The hardest part about coming back after being abroad (besides not having access to amazing pastries, roaming wild horses, gorgeous waterfalls, or simply not working) is adjusting to the jet lag. This morning I woke up at 4:32am. Yesterday morning a similar time. By the time I got home from work yesterday before 7ish, we cooked dinner, tried to watch The Bachelorette (ugh! forgot it wasn't playing this week!) and then I was asleep by 8pm. I've been told an easy way to get adjusted is to just begin eating meals at normal times. So this morning I resisted making breakfast until after 6am. It was so difficult!
Traveling is one of my most favorite things, ever. I would do most anything to travel. Copenhagen was just a beautiful city, and kind of put NYC to shame with how clean it was.

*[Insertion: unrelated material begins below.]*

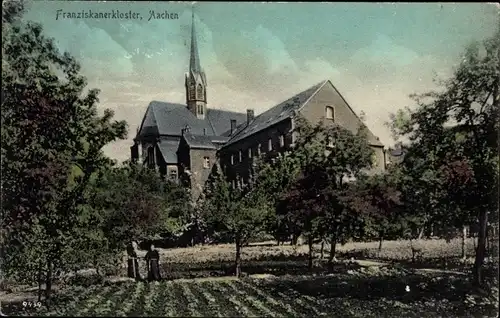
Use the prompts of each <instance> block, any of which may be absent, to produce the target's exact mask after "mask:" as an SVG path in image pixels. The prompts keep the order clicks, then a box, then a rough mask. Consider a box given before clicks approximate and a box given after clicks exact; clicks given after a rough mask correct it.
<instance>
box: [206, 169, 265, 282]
mask: <svg viewBox="0 0 500 318" xmlns="http://www.w3.org/2000/svg"><path fill="white" fill-rule="evenodd" d="M263 193H264V191H263V190H262V189H261V188H259V186H258V185H257V184H256V183H253V182H251V183H249V184H248V185H247V186H246V187H243V188H233V187H232V186H231V185H230V184H229V182H228V181H227V180H226V177H225V176H224V175H223V174H222V173H221V172H220V170H217V171H215V172H214V173H213V176H212V178H211V179H210V182H209V184H208V187H207V188H206V189H205V201H204V205H203V211H204V216H205V219H206V222H207V224H208V225H209V227H210V228H212V229H213V230H214V231H216V232H219V233H222V234H224V235H226V236H227V237H229V238H230V239H231V240H232V241H233V242H234V243H235V247H236V257H235V274H236V276H238V277H239V276H240V275H241V250H242V248H243V246H244V245H246V243H247V242H248V241H249V239H250V238H251V237H252V236H253V235H255V234H256V233H259V232H260V231H261V230H263V229H264V226H265V221H266V219H267V215H268V213H269V211H270V207H269V203H268V202H267V200H266V196H265V195H264V194H263Z"/></svg>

No subway rats in sight! It had amazing pastries and coffee and everything just felt so bright and open. Iceland was just...a complete wonderland. It felt like a movie, the entire time, and I kept saying "I can't believe this is real," over and over again. I can't wait to share all of the photos I took while there!
Anyway, besides adjusting to the routine of things again, coming back wasn't so hard as I thought it would be. The weather has been really nice in NYC with a wonderful breeze that makes wearing pants and a light sweater totally do-able. We were able to get our laundry done and the apartment cleaned, and catch up on lost sleep. It's so nice to be cooking and eating real food again too, and food that doesn't cost an arm and a leg (Iceland gas station food was pretty expensive! But more on that later.)

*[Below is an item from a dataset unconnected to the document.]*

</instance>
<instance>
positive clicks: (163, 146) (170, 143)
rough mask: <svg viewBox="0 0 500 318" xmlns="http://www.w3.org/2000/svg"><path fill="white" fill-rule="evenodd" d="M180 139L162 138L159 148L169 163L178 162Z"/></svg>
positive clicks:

Sometimes I really just need something creamy and cheesy and carb-filled in my life. When I saw these pretty leeks at Whole Foods, I knew I had to do something wit them. My first experience with leeks is somewhat embarrassing. It was when I used to play Neopets on the home computer with my brother. Please tell me you also played this game? It was basically like that feeding fish frenzy game or those hand-held tamagotchi games, where you have a little cartoon creature and you feed it food, it travels around, you can win points, and then it can get sick and you have to take care of it, virtually that is, until it gets better.
Leek soup was one of the foods you could buy to feed it!

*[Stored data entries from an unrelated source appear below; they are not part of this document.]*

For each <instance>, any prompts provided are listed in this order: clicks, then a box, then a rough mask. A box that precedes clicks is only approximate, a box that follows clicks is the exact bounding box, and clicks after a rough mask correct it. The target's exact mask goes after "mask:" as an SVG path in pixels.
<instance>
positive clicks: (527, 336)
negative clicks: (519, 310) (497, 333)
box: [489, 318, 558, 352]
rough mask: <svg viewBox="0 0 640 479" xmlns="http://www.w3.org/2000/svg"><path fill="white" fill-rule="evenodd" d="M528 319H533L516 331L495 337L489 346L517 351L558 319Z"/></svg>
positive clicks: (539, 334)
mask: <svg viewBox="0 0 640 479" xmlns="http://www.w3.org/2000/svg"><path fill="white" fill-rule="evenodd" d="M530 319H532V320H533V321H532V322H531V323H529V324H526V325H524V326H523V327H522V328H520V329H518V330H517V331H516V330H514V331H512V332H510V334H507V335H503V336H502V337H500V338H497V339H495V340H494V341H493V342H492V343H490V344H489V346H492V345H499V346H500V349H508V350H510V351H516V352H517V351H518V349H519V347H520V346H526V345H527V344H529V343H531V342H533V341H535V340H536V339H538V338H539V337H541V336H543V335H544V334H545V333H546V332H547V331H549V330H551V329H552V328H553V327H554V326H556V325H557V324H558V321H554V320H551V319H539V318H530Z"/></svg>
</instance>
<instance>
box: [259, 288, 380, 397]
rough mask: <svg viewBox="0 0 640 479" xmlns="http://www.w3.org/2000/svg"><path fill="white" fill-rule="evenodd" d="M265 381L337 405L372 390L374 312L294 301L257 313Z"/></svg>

So anyway, that's always been my association with leeks: NEOPETS!!!
This gratin was super flavorful and cheesy and potato-y. I was so absorbed in making this gratin the other day that I forgot to cook anything else with it, so what you see is literally all we ate for dinner one Sunday evening. It was delicious, and satisfied that craving for something hearty. Plus, it just felt fancy.
Leek and Potato Gratin
Ingredients:
- 2-3 large leeks, washed and trimmed, halved lengthwise, and diced in 1/2 inch segments
- 5-7 medium to large Yukon Gold potatoes
- 1-2 sprigs of fresh thyme
- 1 cup heavy cream
- 2 garlic cloves, minced
- 1 bay leaf
- 1/4 tsp. paprika
- freshly ground sea salt and pepper to taste
- 1 cup freshly grated cheese, I used a mix of cheddar and swiss and a bit of parmesan on top, but traditionally Gruyere is used.
Directions: Preheat oven to 350 degrees F. Grease a 2-quart gratin dish, or similar sized baking dish with butter or olive oil.
Slice potatoes into even-sized rounds, about 1/8" thick. Layer in a baking dish, making sure to season with salt and pepper between each layer.
In a medium sized saucepan, heat 1-2 tbl. of butter over medium heat. Add prepared leeks and thyme, and season with salt and pepper. Cook, stirring occasionally, until leeks become soft and tender, about 5 minutes. Remove thyme. Pour leeks atop potatoes in baking dish.
Add heavy cream, garlic, bay leaf, and paprika to the same pan, and let simmer for another 5 minutes. Remove bay leaf, and pour cream mixture over the leeks and potatoes and top with cheese(s). Cover with foil and bake in preheated oven for 45 minutes. Uncover, and bake for another 15-20 minutes, or until cheese is golden!